Following the confirmed cases, the zoo made an emergency request for the experimental vaccine, which was created for use in animals and was developed by a company called Zoetis. Now fully-recovered, the troop was thought to have caught the disease from an asymptomatic keeper.

“The gorilla troop at the San Diego Zoo Safari Park is doing well and have fully recovered after contracting SARS-CoV-2, the virus that causes COVID-19,” a San Diego Zoo spokesperson told Planet Attractions.

“Our friends at Zoetis, a veterinary pharmaceutical company, provided our veterinarians with a limited supply of recombinant purified spike protein vaccine, intended for use in protecting animals against SARS-CoV-2. The vaccine doses originated from a supply strictly intended for nonhuman use.
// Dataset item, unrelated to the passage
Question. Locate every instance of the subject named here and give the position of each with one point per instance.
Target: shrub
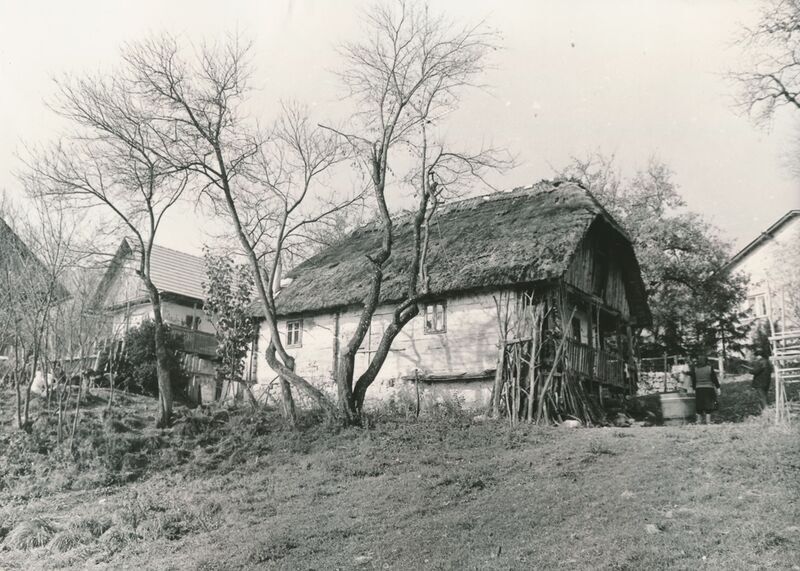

We reviewed enough doses to vaccinate 13 animals.

“San Diego Zoo Wildlife Alliance veterinarians identified some of the great apes at the San Diego Zoo that are most at risk and can be easily vaccinated, to receive the vaccines - this includes members of the bonobo, orangutan and gorilla troops. The gorilla troop at the Safari Park did not receive the vaccine as they were exposed to the SARS-CoV-2 virus, and we assume their own immune systems have developed antibodies to the virus.

“The vaccine was administered to four of the orangutans and five of the bonobos starting in January, continuing through February, with the last few given to one bonobo and three gorillas this month. Each animal receives two doses - the second dose about three weeks after the first is administered. These animals are doing well and we have seen no adverse reactions from the vaccine. The wildlife in our care is closely monitored throughout their lives and receive periodic exams by our veterinary team.”

Further zoos have reportedly requested further doses of the Zoetis vaccine, with the pharmaceutical company expecting to have more quantities available by June. Globally, infections have also been confirmed in tigers, lions, mink, snow leopards, cougars, ferrets, dogs, and domestic cats.